Mutation Analysis and Integration with Ex vivo Functional Drug Screen

For all the below analyses where groups of samples were compared, the earliest sample was chosen for each patient.

TCGA comparison

The lifted over TCGA variants from the ‘WES Variant Detection’ section were annotated using the VEP from Ensembl build 83, filtered for protein-altering and splice site variants and our ‘blacklist’ was applied to ensure the variant sets were comparable.

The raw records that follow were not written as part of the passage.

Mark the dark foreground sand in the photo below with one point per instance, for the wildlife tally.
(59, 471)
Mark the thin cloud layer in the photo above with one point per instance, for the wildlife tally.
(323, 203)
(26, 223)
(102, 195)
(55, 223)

Co-occurrence/mutual exclusivity

Only mutations seen in at least 10 patients were kept. The DISCOVER[40] method was used to determine significant mutual exclusivity and co-occurrence. A plot of the co-occurrences was generated using corrplot[83] with the odds ratio of the pairwise co-occurrence used to color and scale the circle sizes.

Mutation/drug association

For each mutated gene in the exome sequencing samples and each recurrent fusion (counting FLT3-ITD as a distinct entity from other FLT3 mutants) we determined all available (at least 5 patients) pairwise and three-way co-occurrence sets. For each drug and each valid set of genes (from one to three genes) we fit a linear model with AUC as the response and examined the linear contrast (i.e.. two-sided t-test) comparing the AUC of the gene(s) to the appropriate negative. For example the average AUC of the FLT3:DNMT3A:NPM1 mutants would be compared to average AUC of the samples negative for all three genes. FDR was computed using the BH over all the drugs.

For the Ibrutinib and entospletinib comparisons, the presence and absence of the 3 genes/mutations: NPM1, FLT3_ITD and DNMT3A was collapsed into levels of a single factor. The corresponding single factor ANOVA was carried out with the ‘triple negative’ category set as the reference. Significance of the p-values of each coefficient were compared to the Bonferroni corrected .05 level.

For the JAK-family analysis, the AUC values were pooled for the four JAK inhibitors (CYT387, Tofacitinib (CP-690550), JAK Inhibitor I, Ruxolitinib (INCB018424)) for each gene mutation set (BCOR, BCOR:DNMT3A, BCOR:RUNX1, BCOR:SRSF2). The contrast of the difference between BCOR:RUNX1 samples and the average of the other three mutation groups was tested.

Integration of both mutation and RNA-Sequencing with Ex vivo Functional Drug Screen

Mutations (0/1 encoding) and the module eigengenes from the WGCNA analysis were used separately and combined together in regression models with coefficients selected using the lasso approach[84] as implemented in glmnet[85]. For each datatype and the combination, only drugs with at least 200 patients samples were tested. The 3 datasets were initially randomly separated into training (75%) and test (25%) sets. Similar to a previous approach[86], a bootstrap aggregation approach was used where the 1,000 bootstraps of the training dataset was generated and for each one, the lasso trained using 10 fold cross-validation. Predictions were formed for the test dataset over these bootstrap models and the predicted AUC was averaged. R2 values were computed for these aggregated predictions relative to the test AUC values. As performance was seen to be dependent on the initial test/training split, we repeated the entire process 100 times, recording the mean and standard deviation of the R2 value as well as the count non-zero coefficients.